This repository is a way to experiment with Machine Learning using the Scikit python API. It can be found here:
To start, you should install Anaconda, which is a Python bundle that includes APIs such as Numpy, Scikit and matplotlib. Download and install from here:
https://www.continuum.io/downloads
You should really use Jupyter as development environment while experimenting. The turn-around-time is awesome!
If you want a full-blown IDE, I can recommend using Jebrains PyCharm.
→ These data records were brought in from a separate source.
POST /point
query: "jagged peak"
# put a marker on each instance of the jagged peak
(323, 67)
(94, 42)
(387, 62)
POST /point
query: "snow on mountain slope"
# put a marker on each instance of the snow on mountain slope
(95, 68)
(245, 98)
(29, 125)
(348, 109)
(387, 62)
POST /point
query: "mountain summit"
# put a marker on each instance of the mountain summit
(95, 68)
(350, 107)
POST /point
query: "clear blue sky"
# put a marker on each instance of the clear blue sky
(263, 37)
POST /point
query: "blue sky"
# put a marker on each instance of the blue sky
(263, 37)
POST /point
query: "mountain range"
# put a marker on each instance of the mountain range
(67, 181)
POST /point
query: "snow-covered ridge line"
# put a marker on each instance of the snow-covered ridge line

The community edition is a nice fit. Download from here:
https://www.jetbrains.com/pycharm/download/
When started, first thing is to upgrade the Scikit bundle in python. Open the terminal in PyCharm and enter
pip install -U scikit-learn
Now you should be ready :-)
The MNIST problem is a very used classification problem in machine learning. It tries to recognize handwritten numbers. The sample use the standard dataset from:
http://yann.lecun.com/exdb/mnist/
The pictures are 28x28 pixels, and there are 60.000 examples and 10.000 test samples. The samples trains on the 60.000 examples and validates against the 10.000 tests. Training is done using the RandomForestClassifier algorithm. You can experiment with other classification algorithms just by substituting the line with RandomForestClassifier.
A confusion matrix is printed when done - it should show 0.95, which tells us the it predicts correct in 95% of the cases.
You can also make a prediction for one picture only and have it shown on the screen. Uncomment the line
predict_single_number(validation_data[PICTURE_INDEX_TO_PREDICT], validation_labels[PICTURE_INDEX_TO_PREDICT], validation_images[PICTURE_INDEX_TO_PREDICT])
and comment out the line
predict_full_validation_set(validation_data, validation_labels)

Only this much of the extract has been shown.